Annual report pursuant to Section 13 and 15(d)

Subsequent Events

v3.22.1
Subsequent Events
12 Months Ended
Dec. 31, 2021
Subsequent Events [Abstract]  
Subsequent Events

Note 18 – Subsequent Events

 

Conversions of Series N Preferred Stock

 

Subsequent to December 31, 2021 and through April 8, 2022, the Company issued 32 million shares of its common stock upon conversions of 766.959 shares of its Series N Preferred Stock with a stated value of $766,959.

 

 

Reverse Stock Split

 

Effective March 15, 2022, the Company filed an amendment to its Certificate of Incorporation, as amended, to effect a reverse stock split of all of the outstanding shares of our Common Stock, at a ratio from 1-for-10,000, as more fully discussed in Note 1.

 

Increase in Authorized Shares of Common Stock

 

Effective March 15, 2022, the Company filed an Amendment to its Certificate of Incorporation, as amended, with the Secretary of State of Delaware to increase the authorized shares of Common Stock of the Company from 50 billion shares to 250 billion shares. (See Note 1.)

 

Potential Common Stock as of April 8, 2022

 

The following table presents the dilutive effect of our various potential shares of common stock as of April 8, 2022:

 

    April 8, 2022  
Shares of common stock outstanding    

36,252,190

 
Dilutive potential shares:        
Stock options     26  
Warrants    

5,410,465,521

 
Convertible debt    

408,527,907

 
Convertible preferred stock    

4,315,616,456

 
Total dilutive potential shares of common stock, including outstanding common stock    

10,179,862,100

 

 

As a result of the Voting Agreement discussed in Note 12, the November 5, 2021 Amendment to its Certificate of Incorporation, as amended, providing for the affirmative vote of the holders of a majority in voting power of the stock of the Company to authorize an increase in the number of authorized shares of the Company’s common stock, as more fully discussed in Note 1, the recent increase in authorized shares of common stock and the recent reverse common stock split, the Company believes that it has the practical ability to ensure that it has a sufficient number of authorized shares of its common stock to accommodate all potentially dilutive instruments.

 

Diamantis Loan

 

On January 18, 2022, notes payable due to Mr.
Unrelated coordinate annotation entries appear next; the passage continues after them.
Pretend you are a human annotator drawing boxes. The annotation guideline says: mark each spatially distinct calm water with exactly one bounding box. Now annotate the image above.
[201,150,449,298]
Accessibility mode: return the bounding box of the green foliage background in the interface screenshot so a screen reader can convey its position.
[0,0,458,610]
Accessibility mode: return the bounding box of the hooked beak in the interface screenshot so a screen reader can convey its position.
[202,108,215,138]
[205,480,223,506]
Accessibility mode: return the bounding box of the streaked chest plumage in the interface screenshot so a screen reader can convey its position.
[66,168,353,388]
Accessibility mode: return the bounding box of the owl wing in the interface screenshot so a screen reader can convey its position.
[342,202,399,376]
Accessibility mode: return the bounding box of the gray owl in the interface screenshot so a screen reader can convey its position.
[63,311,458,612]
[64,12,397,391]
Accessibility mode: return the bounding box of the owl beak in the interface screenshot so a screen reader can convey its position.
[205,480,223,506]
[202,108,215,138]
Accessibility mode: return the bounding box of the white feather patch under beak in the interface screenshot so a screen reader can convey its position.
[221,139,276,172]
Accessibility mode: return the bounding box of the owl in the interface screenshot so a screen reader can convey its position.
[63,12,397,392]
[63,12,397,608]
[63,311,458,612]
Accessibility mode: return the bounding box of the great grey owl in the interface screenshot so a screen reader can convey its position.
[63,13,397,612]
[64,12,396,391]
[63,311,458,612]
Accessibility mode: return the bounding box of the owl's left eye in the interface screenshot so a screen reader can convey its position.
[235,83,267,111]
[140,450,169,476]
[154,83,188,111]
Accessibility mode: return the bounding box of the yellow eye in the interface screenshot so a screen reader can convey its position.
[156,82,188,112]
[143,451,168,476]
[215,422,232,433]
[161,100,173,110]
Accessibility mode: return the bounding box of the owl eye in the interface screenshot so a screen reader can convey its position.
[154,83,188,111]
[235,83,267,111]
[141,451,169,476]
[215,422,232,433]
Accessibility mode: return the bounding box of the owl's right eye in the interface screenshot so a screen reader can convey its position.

Diamantis increased by $750,000 due to his payment of a like amount to Mr. Anthony O’Killough in connection with a forbearance agreement related to amounts owed to Mr. O’Killough by the Company and personally guaranteed by Mr. Diamantis. Amounts owed to Mr. O’Killough are more fully discussed in Notes 8 and 14. Loans from Mr. Diamantis are more fully discussed in Note 8.

 

Securities Purchase Agreement Dated January 31, 2022

 

On January 31, 2022, the Company entered into the Securities Purchase Agreement (the “Purchase Agreement”), among the Company and certain existing institutional investors of the Company. The Purchase Agreement provided for the issuance of up to 1,650 shares of Series P Preferred Stock at a series of closings. The first closing occurred on March 11, 2022 where 1,100 shares were issued for $1.0 million in proceeds. The second closing occurred on April 1, 2022 where 550 shares were issued for $0.5 million in proceeds. The Purchase Agreement restricts the Company’s use of the proceeds from the issuances of the Series P Preferred Stock.

 

Forgiveness of PPP Notes

 

In January 2022, $0.3 million of then outstanding PPP Notes were forgiven. PPP Notes are more fully discussed in Note 8.

 

Receipt of HHS Provider Relief Funds

 

On April 13, 2022, the Company received $0.3 million in HHS Provider Relief Funds. HHS Provider Relief Funds are more fully discussed in Note 1.